C’était une gageure de mettre en scène ce texte beckettien La Disparition du paysage, de Jean-Philippe Toussaint (2021). Quel désir et quelle détresse ont présidés à cet étrange récit ? Peut-être pour stranguler l’angoisse, qui asphyxie à peu près tout le monde depuis la décennie passée, depuis les attentats contre les corps et contre les institutions (les chefs d’État qui assassinent les services publics par exemple). Une immense violence, plus ou moins visible, se répand partout : le monde est menaçant ; que demandons-nous à l’art ? De nous rassurer ? Et comment peut-il parvenir à ce prodige ?
« Retenir ferme ce qui est mort est ce qui exige la force la plus grande. L’esprit n’est cette puissance qu’en tant qu’il regarde en face le négatif et convertit ce négatif en l’être » (Hegel, Phénoménologie de l’esprit, préface, p. 80 dans la traduction Vrin)
Toute œuvre littéraire, toute œuvre d’art, s’efforce de retenir solidement dans la vie ce qui est mortel. Ce conservatisme fondamental est tout à fait compatible avec des œuvres troublantes, renversantes ou scandaleuses. L’opération de négation de la mort, qui devient œuvre vivante, suppose de symboliser la mort, l’objet impossible à se représenter – sauf indirectement.
Le livre de Jean-Philippe Toussaint est la mise en récit des dernières sensations et pensées d’un homme tué par un attentat. Ce n’est pas la mort en général qui est ici visée. Il s’agit d’un personnage concret qui passe de vie à trépas, et dont la vie intérieure est scrupuleusement inscrite dans l’éternité timide du papier. L’écriture contient une promesse de résurrection imaginaire, assurée par la volière changeante des lecteurs.
Ce texte catastrophique, stabilisé et crépusculaire, est porté dans la voix plus sombre qu’erratique de Denis Podalydès, rivé à son dernier fauteuil, placé devant ce que nous croyons d’abord être un écran de cinéma assurant la fonction d’une fenêtre, à taille variable.
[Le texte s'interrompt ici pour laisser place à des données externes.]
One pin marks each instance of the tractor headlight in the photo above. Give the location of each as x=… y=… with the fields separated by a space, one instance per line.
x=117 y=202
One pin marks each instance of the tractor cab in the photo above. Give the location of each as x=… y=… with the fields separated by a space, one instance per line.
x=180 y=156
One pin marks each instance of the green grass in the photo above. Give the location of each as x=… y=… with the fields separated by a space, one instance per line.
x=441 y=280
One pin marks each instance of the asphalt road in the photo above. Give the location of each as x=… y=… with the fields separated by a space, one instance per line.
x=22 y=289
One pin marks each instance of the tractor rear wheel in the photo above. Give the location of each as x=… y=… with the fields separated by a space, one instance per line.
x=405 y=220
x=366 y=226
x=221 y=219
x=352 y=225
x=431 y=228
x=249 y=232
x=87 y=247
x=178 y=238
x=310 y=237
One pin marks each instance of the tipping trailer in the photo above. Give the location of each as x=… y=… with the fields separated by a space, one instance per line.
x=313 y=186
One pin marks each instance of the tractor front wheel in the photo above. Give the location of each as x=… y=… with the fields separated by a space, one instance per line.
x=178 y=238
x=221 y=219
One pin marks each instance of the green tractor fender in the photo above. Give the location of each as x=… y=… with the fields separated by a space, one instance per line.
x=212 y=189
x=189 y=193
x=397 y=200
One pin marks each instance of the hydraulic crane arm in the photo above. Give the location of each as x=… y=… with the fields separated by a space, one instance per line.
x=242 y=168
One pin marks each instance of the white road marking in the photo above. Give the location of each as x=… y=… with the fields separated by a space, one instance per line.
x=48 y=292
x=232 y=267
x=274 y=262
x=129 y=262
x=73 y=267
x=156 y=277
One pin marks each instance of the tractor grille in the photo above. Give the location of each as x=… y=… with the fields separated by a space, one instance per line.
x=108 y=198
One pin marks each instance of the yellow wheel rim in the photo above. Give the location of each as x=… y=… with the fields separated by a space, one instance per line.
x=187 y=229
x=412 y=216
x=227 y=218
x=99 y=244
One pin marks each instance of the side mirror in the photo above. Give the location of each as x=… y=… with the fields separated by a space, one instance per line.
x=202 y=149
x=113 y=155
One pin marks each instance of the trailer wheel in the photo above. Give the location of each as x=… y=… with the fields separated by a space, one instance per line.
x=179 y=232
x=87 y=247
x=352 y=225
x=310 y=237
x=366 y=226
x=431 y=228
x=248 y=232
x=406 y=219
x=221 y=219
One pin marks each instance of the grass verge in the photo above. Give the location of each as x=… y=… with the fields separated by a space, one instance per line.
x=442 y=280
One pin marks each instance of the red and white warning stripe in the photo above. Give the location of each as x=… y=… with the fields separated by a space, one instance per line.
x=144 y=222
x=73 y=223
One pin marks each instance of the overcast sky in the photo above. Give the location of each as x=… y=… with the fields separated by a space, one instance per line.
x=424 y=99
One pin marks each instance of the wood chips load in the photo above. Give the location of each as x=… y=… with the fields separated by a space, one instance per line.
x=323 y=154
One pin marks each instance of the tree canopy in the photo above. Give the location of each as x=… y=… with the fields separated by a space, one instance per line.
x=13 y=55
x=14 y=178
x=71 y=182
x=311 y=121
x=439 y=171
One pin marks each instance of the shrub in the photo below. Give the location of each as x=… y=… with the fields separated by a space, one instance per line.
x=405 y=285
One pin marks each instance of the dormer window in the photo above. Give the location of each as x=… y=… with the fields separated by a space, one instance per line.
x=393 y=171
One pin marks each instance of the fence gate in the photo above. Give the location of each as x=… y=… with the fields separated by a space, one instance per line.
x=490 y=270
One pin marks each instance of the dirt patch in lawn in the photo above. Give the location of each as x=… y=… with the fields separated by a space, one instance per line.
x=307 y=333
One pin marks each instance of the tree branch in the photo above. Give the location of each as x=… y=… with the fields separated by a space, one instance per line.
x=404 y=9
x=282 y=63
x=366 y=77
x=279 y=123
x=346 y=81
Son dos, tourné vers la salle, nous transforme en témoin perché sur son épaule. Le texte peut alors s’écouler comme un ruisseau de lave glacée, les images nuageuses sont lumineuses et adoucissent la rugosité cruelle du récit.
Cet effet est d’autant plus fort que les images, perçues dans leur matérialité, provoquent un détournement cognitif imprévu. Le soliloque à interlocuteur muet tend à devenir un objet qu’on observe distraitement, le principal de l’attention étant accaparé par l’énigme du mode de production des images.
Le metteur en scène est tenu de porter dans la vie du théâtre ce texte épuisé, cette agonie sans crise, cette fin sans panique. Le jeu est quasi machinique, comme s’il fallait éviter une flambée d’affects. Le texte est baroque comme un procès-verbal de police. Aucune terreur n’envahit le spectateur. L’empathie à l’égard du moribond est d’abord réglée par le capital de sympathie du célèbre comédien. Cette absence de compassion démonstrative, ce mouvement de neutralisation des affects, c’est là un aspect fréquent de l’être-au-monde artistique d’Aurélien Bory. De même qu’une certaine political decency, au sens d’Orwell, rendait périphériques les phénomènes sexuels, de même des affects bouleversants n’occupent jamais tout le terrain.
Les spectateurs ont pour tâche de tisser un texte répulsif et une scénographie séduisante. Le texte, mélancolique et dépressif, reçoit comme un remède de joie. Plus le texte est tragique et insignifiant, plus il faut fournir des images vivantes, stimulantes – pour faire contraste et assurer un étayage défensif. C’est particulièrement visible dans la fin qui cumule explosion optique, chromatique, fumée, musique ample et exaltante. L’art triomphe à la fin – du spectacle en tout cas. La mort, tant que je suis en mesure de me la représenter sous un symbole ou un autre, reste objet, objet bizarre, mais objet tout de même – comme évidement.
Chez Aurélien Bory, une tension est perceptible entre la pente vitaliste, la tendance à la joie discrète et absolue de la création, et le souci de répondre à la demande intérieure des textes qu’il met en scène. Servir l’œuvre sans renoncer à ses exigences esthétiques et éthiques. La progression scénique est assez lente, elle répond à un besoin collectif de rassurement, on ne s’aperçoit pas directement de la contradiction entre la mort presque là et le feu d’artifices final et triomphant. Cette contradiction ne peut être sublimée ni dépassée. Elle est la vie même.
Il n’y a pas tant de différence entre ce spectacle et un rituel funéraire des Nambikwara : les représentations de la mort doivent être canalisées, contenues, détournées, déniées, effacées, mises sur le côté ou transformées.